Вряд ли это верно по отношению к тому же Солженицыну, биография которого естественным образом сближает его с китайским писателем. И подвиг, и гений Солженицына как раз в том, что он уступил свой голос тогда еще немой стране. Величие “Архипелага ГУЛАГ” — в эпичности, растворяющей авторскую личность в хоре мучеников. По Солженицыну писатель — свидетель событий, для Гао — участник их. Первый — эпик, второй — лирик. Там, где Солженицын орудует документом и хроникой, Гао пользуется поэтическим переживанием и художественными аллюзиями. Поэтому, как бы ужасны ни были эпизоды, описывающие кошмары Культурной революции, книгу Гао нельзя свести к свидетельству очередного преступления очередного тоталитарного режима. Это отнюдь не политический роман. Скорее уж развернутое на пятьсот страниц пейзажное стихотворение, произведение, написанное в жанре, который, как сказано в меморандуме Нобелевского комитета, можно сравнить лишь с самим собой.
Для западного читателя сложности начинаются уже с названия книги, которое я до сих пор избегал употреблять.

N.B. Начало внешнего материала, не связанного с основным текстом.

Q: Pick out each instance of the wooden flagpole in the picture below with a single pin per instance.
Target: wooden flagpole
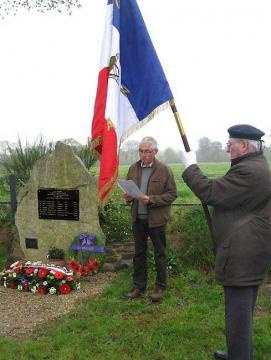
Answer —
(187, 149)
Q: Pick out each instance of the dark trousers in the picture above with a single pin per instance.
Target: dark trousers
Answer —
(141, 231)
(239, 307)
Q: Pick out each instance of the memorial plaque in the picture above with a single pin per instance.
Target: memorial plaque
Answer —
(58, 204)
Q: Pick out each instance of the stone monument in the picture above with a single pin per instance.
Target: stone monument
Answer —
(57, 204)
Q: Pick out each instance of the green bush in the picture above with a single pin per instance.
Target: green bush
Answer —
(196, 247)
(115, 221)
(21, 159)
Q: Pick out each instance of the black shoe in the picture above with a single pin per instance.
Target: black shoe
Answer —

Дело в том, что по-китайски Гао назвал книгу “Линьшань”, составив титул из двух иероглифов. “Шань” — это гора, зато “линь” — чуть ли не все что угодно. Вот как по моей просьбе перевела это название востоковед Людмила Ермакова, живущая сейчас в Японии:
“Я бы перевела буквально и однозначно: “Гора духов”. Первый иероглиф “линь” значит “дух”, “душа умершего”, часто — “души предков”. Отсюда небуквальный перевод — “Священная гора”, то есть там, где обитают духи предков. Остальное зависит от религии автора. В даосизме этот бином означает вершину Куньлунь, даосскую гору бессмертных, для буддиста речь будет идти о пике Коршуна, на котором проповедовал Шакья-Муни — исторический Будда”.
Весь этот пучок значений вошел в книгу, где одно не исключает, а просвечивает сквозь другое. Этот урок полисемии, столь свойственной китайскому языку лексической многозначности, поможет разобраться с композицией всей книги.

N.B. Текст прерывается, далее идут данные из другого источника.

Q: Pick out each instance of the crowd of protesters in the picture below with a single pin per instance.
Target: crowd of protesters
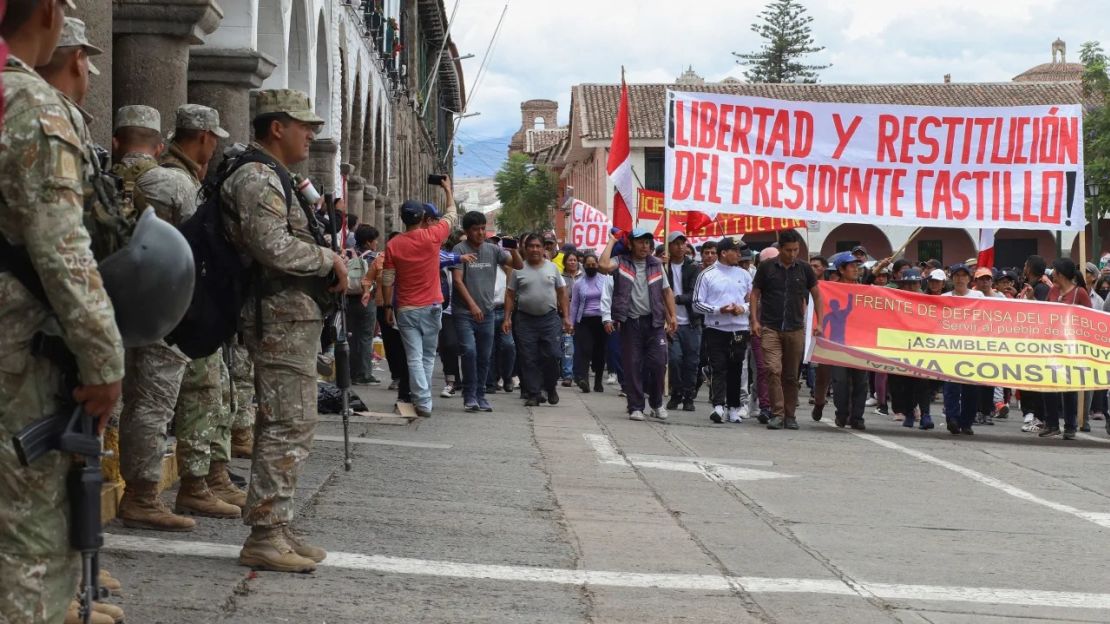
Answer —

В сущности, она представляет собой путевой дневник автора. Путешествуя по отдаленным районам Китая, он ведет этнографические расследования, записывает народные песни, слушает полумифические истории старожилов, совершает восхождения на труднодоступные пики, встречается с обаятельными друзьями, пылкими девушками и подозрительными чиновниками. Все это есть в книге, но еще больше в ней другого — странных притч, смутных воспоминаний, горьких рассуждений и загадочных диалогов. Соединившись в одно текстуальное полотно, эти разнородные повествовательные пласты создают эффект призрачной, зыбкой, сновидческой реальности. Мы перестаем понимать, что происходило наяву, а что в мечтах или снах автора. Распахав границу между реальным и вымышленным, Гао засеял ее литературой, которая, как название его романа, столь многозначна, что ускользает от толкования.
Жанровая экстремальность книги мешает назвать ее романом — как в западном, так и в китайском понимании этого термина. Тем не менее “Гора духов” твердо укоренена в древних традициях восточного искусства, которые, однако, следует искать не столько в художественной прозе, сколько в живописи и поэзии.
В классическом Китае серьезный художник не должен был писать с натуры — это считалось пошлостью. Однако и вымысел был не в цене. Даже такие знаменитые китайские романы, как “Речные заводи” или “Сон в красном тереме”, знатоки относили не к изящной словесности — “вэнь”, а к низкому жанру “сяшо” (мы бы назвали его “беллетристикой”). Ученые читатели, образованные любители искусств, так называемые “литерати”, презирали книги, посвященные поверхностному следованию за чередой событий. Считалось, что такая литература задевает лишь самый внешний, наименее значительный слой реальности, тогда как подлинное искусство призвано углубляться в жизнь, идти к истокам мира и корням вещей. Этот трудный путь доступен только тому художнику, кто готов и способен погрузиться в себя до предела. Об этом писал еще младший современник Конфуция философ Мэн-цзы: “Кто познал свое сердце, тот исчерпал свою природу — и Небо”.
Но об этом же говорит в своей нобелевской лекции и Гао: “Писатель — это всего лишь человек, предельно пристально вглядывающийся в себя”.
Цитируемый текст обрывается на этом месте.